PRESIDENT BARACK OBAMA: I have to make sure that I'm not interjecting myself too much into this process, particularly when we're not a party to the case. I can tell you, though, obviously my personal view, which is that I think that same-sex couples should have the same rights and be treated like everybody else.
INSKEEP: That's his personal view, he says. Now, even some supporters of gay marriage are not sure that a court case is the best way to achieve that goal.
OBAMA: NPR's Scott Horsley reports.
SCOTT HORSLEY, BYLINE: Lee Schreter and her wife Delinda Bunnell have been a couple for 32 years, but Schrader says it was only two years ago that they actually tied the knot.
LEE SCHRETER: I jokingly told my friends and relatives, that after 30 years, I was finally ready to make a commitment.
HORSLEY: They planned to wed in California when that state briefly legalized same sex marriage, but those hopes were dashed when California voters passed a ban on gay marriage, known as Proposition 8. The Supreme Court now has to decide whether to leave that ban in place, allow gay marriage in California only, or give a green light to gay weddings nationwide.
Schrader and Banell ultimately wed in New York State. They did the whole kit and caboodle, Schrader says, a big church wedding for 100 family and friends.
SCHRETER: I don't think I appreciated, until we were both standing on the altar, how meaningful it could be. There's really something to being able to stand up in front of your friends and family, and the world for that matter, and be able to say that you love each other.
HORSLEY: Schrader says it would be even better if the couple's marriage were recognized in Georgia where they live. So she was delighted when the president delivered a ringing endorsement of same sex unions during his inaugural address last month.

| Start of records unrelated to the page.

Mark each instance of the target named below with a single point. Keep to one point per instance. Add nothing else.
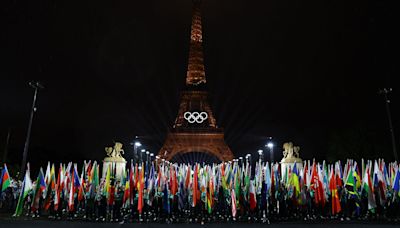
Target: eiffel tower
(195, 131)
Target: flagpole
(36, 86)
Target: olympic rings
(195, 117)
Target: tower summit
(196, 73)
(195, 136)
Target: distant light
(270, 145)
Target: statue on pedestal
(116, 151)
(115, 161)
(290, 157)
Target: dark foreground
(11, 222)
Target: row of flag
(194, 184)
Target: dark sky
(298, 71)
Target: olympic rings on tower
(195, 117)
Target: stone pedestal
(117, 166)
(289, 162)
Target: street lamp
(270, 146)
(385, 93)
(36, 86)
(136, 145)
(141, 154)
(260, 153)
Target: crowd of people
(160, 191)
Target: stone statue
(290, 151)
(116, 151)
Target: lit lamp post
(385, 93)
(270, 146)
(36, 86)
(260, 153)
(142, 154)
(136, 145)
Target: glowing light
(270, 145)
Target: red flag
(336, 208)
(195, 188)
(140, 188)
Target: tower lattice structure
(191, 133)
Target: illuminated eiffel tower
(195, 136)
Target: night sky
(301, 71)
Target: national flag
(40, 187)
(5, 179)
(252, 196)
(336, 208)
(26, 188)
(140, 187)
(195, 186)
(233, 203)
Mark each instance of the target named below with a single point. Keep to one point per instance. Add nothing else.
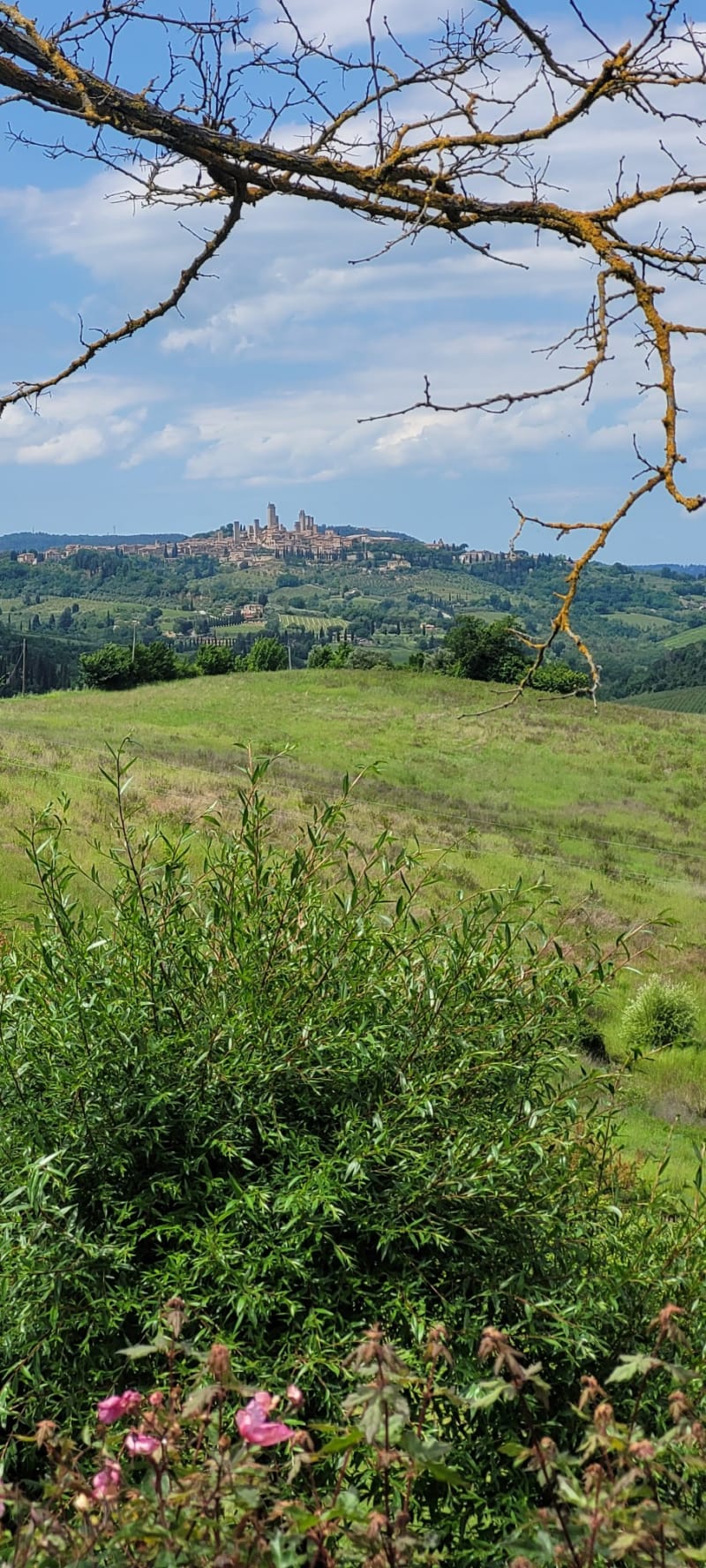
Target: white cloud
(72, 446)
(82, 420)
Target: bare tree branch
(454, 135)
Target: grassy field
(607, 808)
(311, 622)
(677, 699)
(692, 634)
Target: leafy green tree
(109, 667)
(554, 675)
(267, 652)
(484, 650)
(320, 656)
(367, 659)
(155, 662)
(264, 1085)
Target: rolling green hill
(675, 699)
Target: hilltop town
(239, 543)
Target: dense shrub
(556, 675)
(252, 1078)
(661, 1014)
(215, 659)
(267, 652)
(484, 650)
(201, 1471)
(115, 668)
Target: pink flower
(141, 1444)
(254, 1426)
(116, 1406)
(107, 1481)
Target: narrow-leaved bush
(253, 1076)
(661, 1014)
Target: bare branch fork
(452, 137)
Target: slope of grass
(607, 806)
(694, 634)
(677, 699)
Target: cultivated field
(607, 808)
(677, 699)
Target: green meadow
(606, 808)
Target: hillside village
(240, 545)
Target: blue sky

(SOUNDBITE OF INAUGERAL SPEECH)
OBAMA: For if we are truly created equal, then surely the love that we commit to one another must be equal as well.
SCHRETER: I never expected in my lifetime that I would see an American president come out and support gay/lesbian couples and support gay marriage.
HORSLEY: Schreter hopes the administration Supreme Court brief will be equally forceful in defending gay marriage as a constitutional right. But not everyone agrees, even among those who want to see same sex marriage legalized nationwide.
JONATHAN RAUCH: I think the best thing that the Supreme Court could do for gay rights right now would be to duck this case and stay out of it.
HORSLEY: That's Jonathan Rauch, the author of "Gay Marriage: Why It's Good For Gays, Good For Straights and Good For America." He understands the frustration many gay couples have with the patchwork of state marriage laws. His own marriage to his husband Michael is not recognized in Virginia where they live. But now that same sex marriage is finally winning at the ballot box after years of losses, Rauch argues it's better to proceed through the political process, not the courts, especially since marriage is a social contract that draws strength from community support.
RAUCH: Marriage is more than just a certificate from the government. We get married in the eyes of our community. Every day, more Americans come around to thinking, you know what, gay marriage is a good idea because it's - gay people are good in families, and that's what we risk diminishing if we take a judicial shortcut right now.
HORSLEY: Obama himself has expressed some sympathy for this kind of view. In his book, "The Audacity of Hope," he cautioned progressives against relying too heavily on courts, rather than winning over popular opinion. Obama also told ABC last year, allowing states to reckon with gay marriage at their own pace is a healthy process.
OBAMA: And I continue to believe that this is an issue that is going to be worked out at the local level, because historically this has not been a federal issue.
HORSLEY: At the same time, the president has acknowledged, asking gays and lesbians to be patient can sound as hollow as those who counseled patience to African-Americans half a century ago. Georgia newlywed Lee Schrader says she sometimes has to pinch herself at just how quickly public attitudes towards gay marriage has shifted, but she adds if you ask young people today, they'll say it's not fast enough.
Scott Horsley, NPR News, Washington.